Ya quisiera que la razón de sus ojeras fuera que la noche anterior se había escapado como los demás de séptimo a Hogsmeade al 'night club' de moda. Pero no, no era nada de eso. Se trataba más bien de un exceso de responsabilidades. Había pasado la noche anterior escribiendo como una posesa para llenar los dos metros de deberes de Transformaciones, y eso más lo aburrido de la dichosa reunión podían más que ella.
Ese era el lado negativo de ser Prefecta y además Premio Anual: tenía más obligaciones de las que podía manejar, los deberes se le acumulaban y su vida social estaba completamente arruinada.

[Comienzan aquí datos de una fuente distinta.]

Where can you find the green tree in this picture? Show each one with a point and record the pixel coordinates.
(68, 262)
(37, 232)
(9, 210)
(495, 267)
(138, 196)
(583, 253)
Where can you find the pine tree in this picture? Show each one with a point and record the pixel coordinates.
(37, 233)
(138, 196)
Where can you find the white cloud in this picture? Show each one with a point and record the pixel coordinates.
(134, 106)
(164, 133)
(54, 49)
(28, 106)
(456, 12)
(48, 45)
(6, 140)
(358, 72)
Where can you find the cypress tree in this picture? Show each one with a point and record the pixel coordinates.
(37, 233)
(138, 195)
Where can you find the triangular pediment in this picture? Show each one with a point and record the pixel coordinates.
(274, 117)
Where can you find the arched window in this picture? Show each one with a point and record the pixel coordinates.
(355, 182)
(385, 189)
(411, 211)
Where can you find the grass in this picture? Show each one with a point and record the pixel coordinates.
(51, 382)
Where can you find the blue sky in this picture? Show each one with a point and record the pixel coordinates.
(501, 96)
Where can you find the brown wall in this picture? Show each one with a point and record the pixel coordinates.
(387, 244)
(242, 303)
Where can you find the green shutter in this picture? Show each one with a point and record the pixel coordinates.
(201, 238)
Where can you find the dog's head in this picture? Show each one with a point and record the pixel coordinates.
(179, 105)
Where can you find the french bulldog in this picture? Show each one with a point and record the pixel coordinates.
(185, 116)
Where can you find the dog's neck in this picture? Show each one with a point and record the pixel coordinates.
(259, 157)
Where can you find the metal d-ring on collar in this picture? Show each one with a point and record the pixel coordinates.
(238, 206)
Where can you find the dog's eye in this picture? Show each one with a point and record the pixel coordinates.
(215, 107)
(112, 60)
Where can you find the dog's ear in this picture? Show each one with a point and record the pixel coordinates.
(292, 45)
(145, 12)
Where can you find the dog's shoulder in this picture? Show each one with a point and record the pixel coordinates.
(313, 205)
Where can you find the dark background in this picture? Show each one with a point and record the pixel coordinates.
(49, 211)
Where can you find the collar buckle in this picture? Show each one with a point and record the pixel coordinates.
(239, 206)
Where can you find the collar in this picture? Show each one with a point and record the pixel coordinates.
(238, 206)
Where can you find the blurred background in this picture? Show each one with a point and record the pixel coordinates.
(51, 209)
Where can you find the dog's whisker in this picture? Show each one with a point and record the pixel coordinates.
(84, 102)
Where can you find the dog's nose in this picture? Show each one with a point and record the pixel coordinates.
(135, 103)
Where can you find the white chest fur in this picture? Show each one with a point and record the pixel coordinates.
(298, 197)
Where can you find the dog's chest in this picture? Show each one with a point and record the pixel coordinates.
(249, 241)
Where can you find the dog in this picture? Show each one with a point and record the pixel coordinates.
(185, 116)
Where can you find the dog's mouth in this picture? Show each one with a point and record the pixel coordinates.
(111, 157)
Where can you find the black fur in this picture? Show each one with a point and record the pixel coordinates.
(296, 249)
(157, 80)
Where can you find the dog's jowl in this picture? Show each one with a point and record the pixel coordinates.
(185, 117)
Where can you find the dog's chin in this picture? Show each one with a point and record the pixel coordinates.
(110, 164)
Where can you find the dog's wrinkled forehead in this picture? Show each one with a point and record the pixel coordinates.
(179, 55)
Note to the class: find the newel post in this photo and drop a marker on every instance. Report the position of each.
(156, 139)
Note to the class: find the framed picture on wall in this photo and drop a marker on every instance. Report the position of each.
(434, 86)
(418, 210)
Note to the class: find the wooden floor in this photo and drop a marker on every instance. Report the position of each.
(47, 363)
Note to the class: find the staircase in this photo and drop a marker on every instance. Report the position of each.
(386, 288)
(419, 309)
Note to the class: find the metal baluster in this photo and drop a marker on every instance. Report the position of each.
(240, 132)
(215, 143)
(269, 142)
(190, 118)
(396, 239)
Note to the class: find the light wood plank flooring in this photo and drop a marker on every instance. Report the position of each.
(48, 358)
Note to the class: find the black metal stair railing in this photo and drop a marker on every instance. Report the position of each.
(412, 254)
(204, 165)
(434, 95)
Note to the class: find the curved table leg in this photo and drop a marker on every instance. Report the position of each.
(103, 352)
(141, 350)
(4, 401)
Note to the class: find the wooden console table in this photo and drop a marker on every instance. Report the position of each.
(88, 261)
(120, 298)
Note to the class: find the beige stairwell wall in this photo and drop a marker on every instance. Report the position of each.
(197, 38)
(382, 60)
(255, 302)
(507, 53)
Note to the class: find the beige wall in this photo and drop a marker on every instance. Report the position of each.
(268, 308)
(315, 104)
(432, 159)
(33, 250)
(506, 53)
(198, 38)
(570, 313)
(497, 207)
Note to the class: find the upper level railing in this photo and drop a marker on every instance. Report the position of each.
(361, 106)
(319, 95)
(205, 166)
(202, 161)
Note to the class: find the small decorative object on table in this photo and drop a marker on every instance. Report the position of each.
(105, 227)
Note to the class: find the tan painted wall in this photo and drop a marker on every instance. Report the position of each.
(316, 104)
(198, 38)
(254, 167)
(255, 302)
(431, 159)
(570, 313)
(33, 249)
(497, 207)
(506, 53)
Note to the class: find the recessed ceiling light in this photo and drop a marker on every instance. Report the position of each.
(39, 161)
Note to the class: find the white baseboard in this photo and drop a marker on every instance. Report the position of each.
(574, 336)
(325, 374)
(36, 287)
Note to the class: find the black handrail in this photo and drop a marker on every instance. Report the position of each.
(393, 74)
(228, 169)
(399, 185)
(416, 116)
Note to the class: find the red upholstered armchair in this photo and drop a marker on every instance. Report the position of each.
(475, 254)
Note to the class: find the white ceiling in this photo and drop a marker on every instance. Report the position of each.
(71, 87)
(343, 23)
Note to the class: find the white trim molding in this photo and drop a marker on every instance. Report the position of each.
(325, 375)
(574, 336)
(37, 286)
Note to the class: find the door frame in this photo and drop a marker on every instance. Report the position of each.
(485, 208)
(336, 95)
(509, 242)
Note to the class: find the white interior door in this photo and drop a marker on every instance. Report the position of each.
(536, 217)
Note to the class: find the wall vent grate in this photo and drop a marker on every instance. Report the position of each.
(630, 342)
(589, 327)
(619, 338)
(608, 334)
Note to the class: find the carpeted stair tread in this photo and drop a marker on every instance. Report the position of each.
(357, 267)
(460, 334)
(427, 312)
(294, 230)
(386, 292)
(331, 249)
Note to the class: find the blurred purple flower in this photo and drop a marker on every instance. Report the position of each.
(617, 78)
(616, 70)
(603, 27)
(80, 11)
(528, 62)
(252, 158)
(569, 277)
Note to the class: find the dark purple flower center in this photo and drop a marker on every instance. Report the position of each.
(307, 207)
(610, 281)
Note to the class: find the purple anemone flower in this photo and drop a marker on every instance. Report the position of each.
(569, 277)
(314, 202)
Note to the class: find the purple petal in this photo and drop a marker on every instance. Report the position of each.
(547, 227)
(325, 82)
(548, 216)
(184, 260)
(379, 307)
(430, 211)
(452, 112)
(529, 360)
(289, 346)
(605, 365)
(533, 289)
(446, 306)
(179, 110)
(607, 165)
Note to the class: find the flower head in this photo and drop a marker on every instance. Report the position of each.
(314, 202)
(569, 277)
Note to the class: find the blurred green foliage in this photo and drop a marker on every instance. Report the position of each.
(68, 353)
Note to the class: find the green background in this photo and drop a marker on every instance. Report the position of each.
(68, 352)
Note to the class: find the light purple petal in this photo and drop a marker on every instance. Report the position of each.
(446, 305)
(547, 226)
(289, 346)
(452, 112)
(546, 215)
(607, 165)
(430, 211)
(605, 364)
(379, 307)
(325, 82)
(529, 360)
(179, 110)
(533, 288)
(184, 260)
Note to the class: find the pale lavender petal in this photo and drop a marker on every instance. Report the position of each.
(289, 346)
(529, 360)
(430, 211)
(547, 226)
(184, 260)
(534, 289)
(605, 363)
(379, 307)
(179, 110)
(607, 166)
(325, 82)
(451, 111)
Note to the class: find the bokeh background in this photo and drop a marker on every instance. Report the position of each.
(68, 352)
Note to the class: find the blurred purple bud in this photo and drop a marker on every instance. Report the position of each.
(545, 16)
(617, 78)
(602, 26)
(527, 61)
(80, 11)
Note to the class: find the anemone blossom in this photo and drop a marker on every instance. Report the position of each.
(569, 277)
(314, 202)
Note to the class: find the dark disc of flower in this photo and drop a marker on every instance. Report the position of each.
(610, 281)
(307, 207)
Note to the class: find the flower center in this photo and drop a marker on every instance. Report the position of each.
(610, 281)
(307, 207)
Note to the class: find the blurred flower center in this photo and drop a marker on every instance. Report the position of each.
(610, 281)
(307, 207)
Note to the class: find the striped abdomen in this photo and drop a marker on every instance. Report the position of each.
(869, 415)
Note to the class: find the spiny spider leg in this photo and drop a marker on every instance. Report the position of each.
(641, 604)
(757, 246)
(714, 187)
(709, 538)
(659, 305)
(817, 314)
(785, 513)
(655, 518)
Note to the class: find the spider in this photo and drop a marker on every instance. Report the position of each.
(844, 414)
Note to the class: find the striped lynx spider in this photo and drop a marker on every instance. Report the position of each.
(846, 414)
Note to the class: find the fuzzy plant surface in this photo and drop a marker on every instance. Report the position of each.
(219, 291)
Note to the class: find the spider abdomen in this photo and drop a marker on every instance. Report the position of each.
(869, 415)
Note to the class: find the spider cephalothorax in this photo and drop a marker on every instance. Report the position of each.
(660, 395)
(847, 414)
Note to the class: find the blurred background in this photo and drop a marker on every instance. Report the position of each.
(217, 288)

Apenas habían pasado dos semanas desde el regreso a Hogwarts y ya se le había complicado la existencia como hasta final de curso. A este paso estaría copiando apuntes hasta el día de la graduación, o quizás ni tendría tiempo de asistir a la graduación porque estaría demasiado ocupada resolviendo los tontos problemas de todo el mundo, cosas como cuadrar que las pruebas para los aspirantes a entrar a los equipos de Quidditch no coincidieran, que el aula Encantamientos no fuera usada como el motel de turno (y tanto que le había costado lograr que las parejitas dejaran de hacer sus 'indecencias' en la torre de Astronomía!), que los estudiantes no estuvieran en los pasillos después de las 10...
Si, lo más probable es que estaría escuchando incoherencias y resolviéndolas hasta finales de Junio, sobretodo con la tremenda ayuda que tenía para aguantarse su último año en el Colegio de Magia: James Potter y el ego de James Potter.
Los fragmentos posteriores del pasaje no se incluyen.